Many Machine Learning problems involve thousands or even millions of features for
each training instance. Not only does this make training extremely slow, it can also
make it much harder to find a good solution, as we will see. This problem is often
referred to as the curse of dimensionality

### Main Approaches for Dimensionality Reduction

#### Projection 

In most real-world problems, training instances are not spread out uniformly across
all dimensions. Many features are almost constant, while others are highly correlated
(as discussed earlier for MNIST). As a result, all training instances actually lie within
(or close to) a much lower-dimensional subspace of the high-dimensional space.

### Manifold Learning

Many dimensionality reduction algorithms work by modeling the manifold on which
the training instances lie; this is called Manifold Learning. It relies on the manifold
assumption, also called the manifold hypothesis, which holds that most real-world
high-dimensional datasets lie close to a much lower-dimensional manifold.
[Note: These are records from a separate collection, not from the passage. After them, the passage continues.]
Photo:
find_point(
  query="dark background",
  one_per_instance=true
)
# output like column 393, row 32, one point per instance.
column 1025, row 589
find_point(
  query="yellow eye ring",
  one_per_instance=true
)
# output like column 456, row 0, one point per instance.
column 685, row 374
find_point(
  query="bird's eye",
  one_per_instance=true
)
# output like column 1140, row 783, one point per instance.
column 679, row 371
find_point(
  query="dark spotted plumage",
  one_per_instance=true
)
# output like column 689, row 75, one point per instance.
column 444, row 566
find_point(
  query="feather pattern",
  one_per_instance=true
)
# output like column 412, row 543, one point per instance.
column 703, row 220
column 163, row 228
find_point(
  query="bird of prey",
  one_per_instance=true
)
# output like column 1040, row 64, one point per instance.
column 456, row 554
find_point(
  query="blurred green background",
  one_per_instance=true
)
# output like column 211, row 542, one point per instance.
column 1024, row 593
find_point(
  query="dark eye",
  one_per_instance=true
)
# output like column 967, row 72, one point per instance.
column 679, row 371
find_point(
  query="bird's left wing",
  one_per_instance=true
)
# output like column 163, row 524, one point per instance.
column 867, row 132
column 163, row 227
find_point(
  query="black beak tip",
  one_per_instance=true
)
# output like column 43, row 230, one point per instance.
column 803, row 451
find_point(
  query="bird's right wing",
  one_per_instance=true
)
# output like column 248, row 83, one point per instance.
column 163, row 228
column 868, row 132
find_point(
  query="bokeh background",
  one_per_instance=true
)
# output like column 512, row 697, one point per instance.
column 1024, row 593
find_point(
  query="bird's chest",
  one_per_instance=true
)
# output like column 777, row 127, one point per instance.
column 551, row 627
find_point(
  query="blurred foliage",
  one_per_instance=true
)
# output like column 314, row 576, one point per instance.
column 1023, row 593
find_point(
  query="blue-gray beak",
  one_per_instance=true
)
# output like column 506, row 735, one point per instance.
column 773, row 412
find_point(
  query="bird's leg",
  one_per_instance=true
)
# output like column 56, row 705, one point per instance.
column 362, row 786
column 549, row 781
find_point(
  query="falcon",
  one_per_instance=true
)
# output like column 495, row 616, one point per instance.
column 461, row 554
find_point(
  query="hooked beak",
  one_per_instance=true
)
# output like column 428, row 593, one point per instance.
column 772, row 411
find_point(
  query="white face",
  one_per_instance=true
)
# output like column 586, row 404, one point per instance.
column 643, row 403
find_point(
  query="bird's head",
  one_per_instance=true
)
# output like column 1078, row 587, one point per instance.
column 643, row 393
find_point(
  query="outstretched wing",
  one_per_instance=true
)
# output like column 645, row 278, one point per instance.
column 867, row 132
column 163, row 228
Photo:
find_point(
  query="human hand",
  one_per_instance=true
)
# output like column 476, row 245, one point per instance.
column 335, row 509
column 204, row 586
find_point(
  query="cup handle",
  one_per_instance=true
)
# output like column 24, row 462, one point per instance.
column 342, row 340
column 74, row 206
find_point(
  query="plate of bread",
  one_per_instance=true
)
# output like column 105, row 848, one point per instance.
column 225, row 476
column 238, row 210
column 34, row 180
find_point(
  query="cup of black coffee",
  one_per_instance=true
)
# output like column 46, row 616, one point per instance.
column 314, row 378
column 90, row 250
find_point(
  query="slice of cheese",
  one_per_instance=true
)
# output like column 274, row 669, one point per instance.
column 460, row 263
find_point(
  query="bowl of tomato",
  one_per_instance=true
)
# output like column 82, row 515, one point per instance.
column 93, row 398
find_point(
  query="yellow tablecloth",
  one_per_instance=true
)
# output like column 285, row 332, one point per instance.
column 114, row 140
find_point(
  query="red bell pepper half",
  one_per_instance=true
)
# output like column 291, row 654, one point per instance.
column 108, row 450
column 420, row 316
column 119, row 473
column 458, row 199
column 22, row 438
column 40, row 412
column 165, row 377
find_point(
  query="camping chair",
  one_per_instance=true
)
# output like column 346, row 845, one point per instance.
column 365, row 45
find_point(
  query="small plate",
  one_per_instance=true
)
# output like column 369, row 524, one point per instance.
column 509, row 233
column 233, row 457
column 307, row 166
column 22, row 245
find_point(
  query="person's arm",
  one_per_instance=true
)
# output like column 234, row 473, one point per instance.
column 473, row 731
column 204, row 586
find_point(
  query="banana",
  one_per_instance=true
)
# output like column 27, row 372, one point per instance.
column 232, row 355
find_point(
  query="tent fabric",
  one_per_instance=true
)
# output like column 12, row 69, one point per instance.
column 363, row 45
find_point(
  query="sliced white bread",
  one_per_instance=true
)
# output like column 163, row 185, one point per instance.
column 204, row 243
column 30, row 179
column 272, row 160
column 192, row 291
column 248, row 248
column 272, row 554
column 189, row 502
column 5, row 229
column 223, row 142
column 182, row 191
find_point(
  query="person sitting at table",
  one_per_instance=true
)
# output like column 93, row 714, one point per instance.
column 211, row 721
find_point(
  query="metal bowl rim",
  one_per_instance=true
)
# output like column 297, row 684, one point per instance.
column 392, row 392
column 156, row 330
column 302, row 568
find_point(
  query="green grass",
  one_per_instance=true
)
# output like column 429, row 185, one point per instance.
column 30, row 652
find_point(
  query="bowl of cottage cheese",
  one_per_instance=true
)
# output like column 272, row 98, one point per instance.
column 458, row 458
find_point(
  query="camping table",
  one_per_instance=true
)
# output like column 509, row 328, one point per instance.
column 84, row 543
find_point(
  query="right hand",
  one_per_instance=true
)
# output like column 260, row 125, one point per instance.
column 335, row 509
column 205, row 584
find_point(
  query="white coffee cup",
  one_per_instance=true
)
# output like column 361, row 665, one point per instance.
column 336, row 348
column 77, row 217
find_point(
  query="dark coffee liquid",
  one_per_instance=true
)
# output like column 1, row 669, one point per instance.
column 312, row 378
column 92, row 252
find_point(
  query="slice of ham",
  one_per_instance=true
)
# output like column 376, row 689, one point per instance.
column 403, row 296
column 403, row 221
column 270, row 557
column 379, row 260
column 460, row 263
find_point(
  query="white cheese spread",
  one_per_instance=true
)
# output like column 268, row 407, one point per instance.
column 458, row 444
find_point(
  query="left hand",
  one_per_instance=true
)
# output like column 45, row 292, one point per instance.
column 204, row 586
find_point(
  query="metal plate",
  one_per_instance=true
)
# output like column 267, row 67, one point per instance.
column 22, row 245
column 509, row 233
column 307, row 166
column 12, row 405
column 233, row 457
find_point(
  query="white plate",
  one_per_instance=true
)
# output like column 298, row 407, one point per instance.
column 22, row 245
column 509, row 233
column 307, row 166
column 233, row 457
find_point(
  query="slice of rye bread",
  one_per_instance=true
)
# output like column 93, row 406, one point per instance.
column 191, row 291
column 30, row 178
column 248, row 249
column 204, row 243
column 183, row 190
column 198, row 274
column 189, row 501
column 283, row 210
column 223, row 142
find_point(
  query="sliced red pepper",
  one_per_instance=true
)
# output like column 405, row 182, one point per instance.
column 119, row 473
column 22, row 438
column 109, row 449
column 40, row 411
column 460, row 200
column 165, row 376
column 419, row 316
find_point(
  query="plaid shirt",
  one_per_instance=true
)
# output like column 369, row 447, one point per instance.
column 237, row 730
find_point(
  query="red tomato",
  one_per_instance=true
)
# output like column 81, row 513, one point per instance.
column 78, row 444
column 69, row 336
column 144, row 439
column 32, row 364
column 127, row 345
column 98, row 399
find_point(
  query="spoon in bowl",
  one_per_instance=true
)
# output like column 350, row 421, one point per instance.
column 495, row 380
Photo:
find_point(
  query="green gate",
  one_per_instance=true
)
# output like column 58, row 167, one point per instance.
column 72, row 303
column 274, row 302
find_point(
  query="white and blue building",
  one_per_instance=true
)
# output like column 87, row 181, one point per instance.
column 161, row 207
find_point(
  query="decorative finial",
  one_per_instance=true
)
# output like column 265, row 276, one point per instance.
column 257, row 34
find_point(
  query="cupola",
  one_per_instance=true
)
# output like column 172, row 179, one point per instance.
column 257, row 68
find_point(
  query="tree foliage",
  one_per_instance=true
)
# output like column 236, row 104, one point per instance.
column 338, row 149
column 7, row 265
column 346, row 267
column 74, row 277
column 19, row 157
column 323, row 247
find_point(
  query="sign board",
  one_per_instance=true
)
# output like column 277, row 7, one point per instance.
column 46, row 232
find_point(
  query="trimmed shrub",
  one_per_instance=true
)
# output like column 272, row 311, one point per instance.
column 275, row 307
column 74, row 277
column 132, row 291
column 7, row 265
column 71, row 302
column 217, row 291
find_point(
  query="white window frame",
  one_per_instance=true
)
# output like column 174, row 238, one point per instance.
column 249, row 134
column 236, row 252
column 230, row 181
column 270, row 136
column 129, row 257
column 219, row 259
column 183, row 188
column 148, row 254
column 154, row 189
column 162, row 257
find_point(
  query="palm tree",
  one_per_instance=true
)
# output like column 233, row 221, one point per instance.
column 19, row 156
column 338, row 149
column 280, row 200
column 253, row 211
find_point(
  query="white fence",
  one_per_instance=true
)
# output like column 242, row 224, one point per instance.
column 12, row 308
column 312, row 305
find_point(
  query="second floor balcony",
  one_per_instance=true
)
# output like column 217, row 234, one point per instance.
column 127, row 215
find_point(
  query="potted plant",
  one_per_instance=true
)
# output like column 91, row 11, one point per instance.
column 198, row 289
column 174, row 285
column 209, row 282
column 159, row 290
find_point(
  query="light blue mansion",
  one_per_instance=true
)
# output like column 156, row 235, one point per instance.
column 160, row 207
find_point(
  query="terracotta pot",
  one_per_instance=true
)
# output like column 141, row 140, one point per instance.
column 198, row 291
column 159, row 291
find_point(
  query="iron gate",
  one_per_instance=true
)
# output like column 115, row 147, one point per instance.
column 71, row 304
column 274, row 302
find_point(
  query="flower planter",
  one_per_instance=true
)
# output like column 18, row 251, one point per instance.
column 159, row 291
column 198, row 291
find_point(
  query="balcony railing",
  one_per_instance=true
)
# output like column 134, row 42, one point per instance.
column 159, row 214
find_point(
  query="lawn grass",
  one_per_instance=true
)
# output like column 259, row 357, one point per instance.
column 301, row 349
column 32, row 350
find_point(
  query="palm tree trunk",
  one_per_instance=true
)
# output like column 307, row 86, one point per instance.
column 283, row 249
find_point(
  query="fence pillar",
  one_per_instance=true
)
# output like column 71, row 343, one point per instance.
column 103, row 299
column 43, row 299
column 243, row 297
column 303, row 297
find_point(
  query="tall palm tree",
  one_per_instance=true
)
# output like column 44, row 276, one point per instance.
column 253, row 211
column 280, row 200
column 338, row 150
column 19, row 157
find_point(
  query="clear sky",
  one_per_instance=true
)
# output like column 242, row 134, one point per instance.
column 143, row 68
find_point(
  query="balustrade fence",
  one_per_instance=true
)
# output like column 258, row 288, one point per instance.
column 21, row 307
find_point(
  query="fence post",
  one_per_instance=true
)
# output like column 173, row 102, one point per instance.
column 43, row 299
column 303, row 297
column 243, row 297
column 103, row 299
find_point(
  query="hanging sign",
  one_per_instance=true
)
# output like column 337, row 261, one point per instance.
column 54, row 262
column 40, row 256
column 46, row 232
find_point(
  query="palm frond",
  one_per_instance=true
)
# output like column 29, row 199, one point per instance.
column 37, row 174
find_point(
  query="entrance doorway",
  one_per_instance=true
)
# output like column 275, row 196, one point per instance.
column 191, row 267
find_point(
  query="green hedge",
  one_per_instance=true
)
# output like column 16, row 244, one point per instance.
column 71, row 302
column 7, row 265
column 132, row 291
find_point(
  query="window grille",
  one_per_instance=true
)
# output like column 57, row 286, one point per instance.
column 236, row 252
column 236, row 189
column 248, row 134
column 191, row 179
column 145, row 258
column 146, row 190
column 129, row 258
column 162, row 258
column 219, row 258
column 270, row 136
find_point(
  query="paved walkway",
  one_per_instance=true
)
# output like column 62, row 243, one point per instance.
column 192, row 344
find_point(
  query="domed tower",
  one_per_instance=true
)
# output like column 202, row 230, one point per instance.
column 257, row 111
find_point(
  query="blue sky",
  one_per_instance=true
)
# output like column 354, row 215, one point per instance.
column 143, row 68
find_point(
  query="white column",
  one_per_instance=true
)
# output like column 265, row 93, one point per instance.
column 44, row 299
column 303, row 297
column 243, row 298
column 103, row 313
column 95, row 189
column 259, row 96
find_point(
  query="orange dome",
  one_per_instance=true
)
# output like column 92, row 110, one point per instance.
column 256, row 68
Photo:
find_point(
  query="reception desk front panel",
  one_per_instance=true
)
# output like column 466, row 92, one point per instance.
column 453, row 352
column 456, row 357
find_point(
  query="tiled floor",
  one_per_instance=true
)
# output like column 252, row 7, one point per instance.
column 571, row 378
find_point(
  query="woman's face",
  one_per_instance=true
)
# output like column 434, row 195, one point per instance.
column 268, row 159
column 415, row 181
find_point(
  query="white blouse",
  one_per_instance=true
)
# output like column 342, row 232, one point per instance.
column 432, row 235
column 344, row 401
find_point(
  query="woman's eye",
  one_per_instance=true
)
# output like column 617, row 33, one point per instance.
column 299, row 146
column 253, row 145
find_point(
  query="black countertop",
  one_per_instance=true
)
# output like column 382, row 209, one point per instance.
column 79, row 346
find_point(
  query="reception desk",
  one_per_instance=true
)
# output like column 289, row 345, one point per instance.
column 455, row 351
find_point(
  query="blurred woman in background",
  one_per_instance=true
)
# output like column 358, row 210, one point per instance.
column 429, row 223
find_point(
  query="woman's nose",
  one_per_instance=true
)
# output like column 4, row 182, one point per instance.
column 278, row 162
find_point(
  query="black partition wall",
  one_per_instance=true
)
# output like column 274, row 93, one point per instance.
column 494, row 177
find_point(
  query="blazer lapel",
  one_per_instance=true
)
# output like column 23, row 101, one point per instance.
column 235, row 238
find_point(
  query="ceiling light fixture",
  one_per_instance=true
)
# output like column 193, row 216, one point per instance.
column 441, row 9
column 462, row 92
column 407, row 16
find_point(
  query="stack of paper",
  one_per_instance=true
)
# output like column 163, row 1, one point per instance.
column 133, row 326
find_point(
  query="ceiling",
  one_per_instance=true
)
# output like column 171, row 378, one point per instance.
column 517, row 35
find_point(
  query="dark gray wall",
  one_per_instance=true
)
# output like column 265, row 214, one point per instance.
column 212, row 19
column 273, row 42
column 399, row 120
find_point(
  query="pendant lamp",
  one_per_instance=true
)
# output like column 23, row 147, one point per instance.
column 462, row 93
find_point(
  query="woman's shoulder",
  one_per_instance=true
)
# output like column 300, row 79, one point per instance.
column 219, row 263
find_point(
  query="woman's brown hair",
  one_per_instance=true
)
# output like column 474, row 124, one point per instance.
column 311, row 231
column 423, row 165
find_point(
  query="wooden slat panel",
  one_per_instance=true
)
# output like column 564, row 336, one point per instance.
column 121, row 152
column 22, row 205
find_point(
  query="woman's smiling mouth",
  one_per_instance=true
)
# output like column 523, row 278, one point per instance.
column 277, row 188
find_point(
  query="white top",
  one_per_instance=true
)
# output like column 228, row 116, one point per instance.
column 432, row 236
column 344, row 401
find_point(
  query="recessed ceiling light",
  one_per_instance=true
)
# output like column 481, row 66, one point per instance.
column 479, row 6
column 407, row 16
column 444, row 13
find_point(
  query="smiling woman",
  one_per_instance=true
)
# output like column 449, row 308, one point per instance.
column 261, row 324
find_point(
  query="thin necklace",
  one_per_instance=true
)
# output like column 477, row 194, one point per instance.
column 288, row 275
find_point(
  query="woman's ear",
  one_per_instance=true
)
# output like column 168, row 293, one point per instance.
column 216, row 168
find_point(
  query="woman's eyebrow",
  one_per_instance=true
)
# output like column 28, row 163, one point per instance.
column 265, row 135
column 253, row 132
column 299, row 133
This
assumption is very often empirically observed.

### PCA

First it identifies the hyperplane that lies closest to the data, and then
it projects the data onto it.

In [1]:
import warnings
warnings.filterwarnings('ignore')

In [2]:
from sklearn.datasets import fetch_mldata
mnist = fetch_mldata('MNIST original')
X, y = mnist.data, mnist.target

In [3]:
from sklearn.decomposition import PCA

pca = PCA(n_components=2)
X2D = pca.fit_transform(X)

In [4]:
pca.explained_variance_ratio_

array([0.09746116, 0.07155445])

In [5]:
pca = PCA(n_components=0.95)
X_reduced = pca.fit_transform(X)

In [8]:
len(pca.explained_variance_ratio_)

154

In [9]:
X_compressed = pca.inverse_transform(X_reduced)

In [11]:
X_compressed.shape

(70000, 784)